The government’s ambitious ‘Big Push’ infrastructure agenda is facing a significant financing gap, raising concerns over its long-term viability amid stagnating oil revenues and declining mineral royalties.
A key part of the government’s development strategy, the Big Push aims to channel $2 billion annually from oil and mineral revenues into infrastructure projects through to 2029. However, projections suggest a major shortfall in funding for the 2025 fiscal year.
Benjamin Nsiah, Executive Director at the Centre for Environmental Management and Sustainable Energy, told 3Business on Wednesday, August 20, 2025, that the 2025 Budget is expected to reveal the scale of the financial challenge.
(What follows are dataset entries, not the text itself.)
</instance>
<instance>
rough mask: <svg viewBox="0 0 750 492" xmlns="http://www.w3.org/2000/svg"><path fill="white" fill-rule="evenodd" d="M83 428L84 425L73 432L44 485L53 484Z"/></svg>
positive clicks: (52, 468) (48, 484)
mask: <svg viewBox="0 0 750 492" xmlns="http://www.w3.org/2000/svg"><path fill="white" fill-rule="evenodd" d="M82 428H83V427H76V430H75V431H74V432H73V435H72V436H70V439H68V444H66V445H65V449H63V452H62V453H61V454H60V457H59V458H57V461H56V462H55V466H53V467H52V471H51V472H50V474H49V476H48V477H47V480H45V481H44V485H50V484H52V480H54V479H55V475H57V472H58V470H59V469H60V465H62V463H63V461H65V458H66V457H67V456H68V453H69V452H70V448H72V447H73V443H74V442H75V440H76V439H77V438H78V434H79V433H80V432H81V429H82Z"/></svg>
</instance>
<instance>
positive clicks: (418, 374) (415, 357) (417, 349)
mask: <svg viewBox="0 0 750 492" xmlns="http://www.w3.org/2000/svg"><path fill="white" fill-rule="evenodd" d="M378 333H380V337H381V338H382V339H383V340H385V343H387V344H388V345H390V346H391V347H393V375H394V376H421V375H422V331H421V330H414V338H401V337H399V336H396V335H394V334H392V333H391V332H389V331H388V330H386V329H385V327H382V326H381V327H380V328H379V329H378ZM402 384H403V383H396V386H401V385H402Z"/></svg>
“The budget projects $490 million in funding for the Big Push, alongside $557 million in mineral royalties. This leaves a shortfall of $953 million when compared to the $2 billion target,” Mr Nsiah said.
He warned that core funding sources—namely oil revenues and mineral royalties—may not deliver as expected due to stagnation in the extractive sector.
“The key source of funding for the project is at risk because the mineral royalties may not come, and oil proceeds are also not going to come,” he added.
The situation casts doubt on the feasibility of the Big Push, which the government has touted as a cornerstone of its economic transformation plan.
If current trends persist, implementation delays or scaling back of projects may become inevitable, raising questions about how the initiative will be sustained in the coming years.